Cartilage formation through alterations of amphiphilicity of poly(ethylene glycol)–poly(caprolactone) copolymer hydrogels

Hydrogels are of interest as scaffolds for cartilaginous tissue engineering due to their biocompatibility, swelling ratio, mechanical strength, and degradative behavior. This study was conducted to establish the most suitable poly(e-caprolactone)–poly(ethylene glycol)–poly(e-caprolactone) (PCL–PEG–PCL) triblock copolymer hydrogel for the optimal proliferation and differentiation of encapsulated chondrocytes for cartilage regeneration. PEG was copolymerized with PCL and then acrylated to confer photocrosslinking capacity. Chondrocytes were encapsulated within photocrosslinked triblock PEG-co-PCL hydrogels prepared with varying compositions.

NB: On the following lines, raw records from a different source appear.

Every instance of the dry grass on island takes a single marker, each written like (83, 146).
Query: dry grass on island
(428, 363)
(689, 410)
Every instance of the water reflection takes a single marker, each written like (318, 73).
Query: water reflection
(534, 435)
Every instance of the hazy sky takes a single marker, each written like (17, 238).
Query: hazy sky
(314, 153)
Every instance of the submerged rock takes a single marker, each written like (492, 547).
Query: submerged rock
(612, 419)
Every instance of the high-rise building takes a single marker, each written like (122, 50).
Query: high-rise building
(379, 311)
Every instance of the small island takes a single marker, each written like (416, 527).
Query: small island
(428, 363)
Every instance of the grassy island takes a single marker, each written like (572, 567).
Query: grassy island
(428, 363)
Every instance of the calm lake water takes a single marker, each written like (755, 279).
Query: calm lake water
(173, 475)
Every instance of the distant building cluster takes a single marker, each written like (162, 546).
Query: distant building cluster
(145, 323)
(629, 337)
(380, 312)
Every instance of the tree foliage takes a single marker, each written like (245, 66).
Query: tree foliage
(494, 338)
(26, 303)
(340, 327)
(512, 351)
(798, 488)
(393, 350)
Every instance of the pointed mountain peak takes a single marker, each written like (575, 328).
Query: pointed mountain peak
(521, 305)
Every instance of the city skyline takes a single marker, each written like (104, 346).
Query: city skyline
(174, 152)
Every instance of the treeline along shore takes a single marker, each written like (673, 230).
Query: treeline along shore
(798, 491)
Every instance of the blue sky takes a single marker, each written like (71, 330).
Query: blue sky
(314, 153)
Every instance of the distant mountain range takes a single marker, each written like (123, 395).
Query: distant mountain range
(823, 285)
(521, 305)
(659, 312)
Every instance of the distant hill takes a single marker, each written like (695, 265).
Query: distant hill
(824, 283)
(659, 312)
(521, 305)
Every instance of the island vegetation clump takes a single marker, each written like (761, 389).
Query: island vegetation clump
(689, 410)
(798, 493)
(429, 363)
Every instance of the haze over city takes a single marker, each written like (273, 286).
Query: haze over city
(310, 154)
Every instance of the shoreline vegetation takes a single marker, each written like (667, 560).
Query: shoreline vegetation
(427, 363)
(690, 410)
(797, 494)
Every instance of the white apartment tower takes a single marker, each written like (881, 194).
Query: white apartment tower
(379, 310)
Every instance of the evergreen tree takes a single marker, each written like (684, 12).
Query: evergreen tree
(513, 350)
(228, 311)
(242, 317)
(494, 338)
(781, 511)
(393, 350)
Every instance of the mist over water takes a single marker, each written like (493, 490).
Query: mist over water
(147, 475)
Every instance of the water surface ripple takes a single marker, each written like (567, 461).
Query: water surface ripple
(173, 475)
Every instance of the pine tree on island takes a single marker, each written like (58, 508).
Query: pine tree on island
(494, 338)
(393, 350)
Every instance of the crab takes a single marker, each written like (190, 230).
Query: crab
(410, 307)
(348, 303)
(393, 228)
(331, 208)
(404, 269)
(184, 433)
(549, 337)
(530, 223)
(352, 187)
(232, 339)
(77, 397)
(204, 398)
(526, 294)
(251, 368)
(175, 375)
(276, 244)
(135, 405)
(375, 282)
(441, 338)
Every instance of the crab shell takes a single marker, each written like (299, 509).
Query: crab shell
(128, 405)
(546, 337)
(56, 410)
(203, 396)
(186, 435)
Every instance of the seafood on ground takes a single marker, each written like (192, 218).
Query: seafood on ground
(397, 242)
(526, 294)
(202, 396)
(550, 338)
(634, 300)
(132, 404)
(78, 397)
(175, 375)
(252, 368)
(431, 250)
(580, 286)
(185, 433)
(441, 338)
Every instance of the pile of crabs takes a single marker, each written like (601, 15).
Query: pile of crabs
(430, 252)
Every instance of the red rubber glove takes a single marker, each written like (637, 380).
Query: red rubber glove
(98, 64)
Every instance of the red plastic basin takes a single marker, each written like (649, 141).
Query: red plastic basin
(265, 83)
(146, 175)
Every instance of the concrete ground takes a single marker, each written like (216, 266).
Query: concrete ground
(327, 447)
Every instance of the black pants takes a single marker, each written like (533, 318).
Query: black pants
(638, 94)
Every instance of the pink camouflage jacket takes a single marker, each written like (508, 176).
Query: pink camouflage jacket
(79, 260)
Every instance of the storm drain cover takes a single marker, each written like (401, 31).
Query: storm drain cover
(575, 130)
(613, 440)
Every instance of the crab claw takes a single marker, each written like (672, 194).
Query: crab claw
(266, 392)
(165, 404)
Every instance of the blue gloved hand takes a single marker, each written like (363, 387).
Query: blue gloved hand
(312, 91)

The effects of composition on the hydrogel properties and behavior of embedded cells were studied by varying the molecular weights, and thus the segment length, of the PEG and PCL blocks. Hydrogels with high-molecular-weight (10 000 Da) PEG were associated with higher swelling ratios (9.6 ± 0.2) and a reduced elastic modulus (0.223 ± 0.007 N mm−2). Biochemical analysis indicated a positive correlation between the swelling ratio and expression levels of glycosaminoglycans and total collagen. There was a 1.8-fold increase in glycosaminoglycan and 2.4-fold increase in total collagen content in hydrogels with the highest-molecular-weight (10 000 Da) PEG when compared to hydrogels with the low-molecular-weight (2000 Da) PEG after four weeks of culture. Histological examinations revealed more extensive collagen type II secretion and accumulation around chondrocytes when the molecular weight of the hydrophobic PCL segment increased. The lengths of the hydrophobic (PCL) and hydrophilic (PEG) segments resulted in changes in the properties of hydrogels that improved cellular proliferation and the production and distribution of extracellular matrix for cartilage regeneration.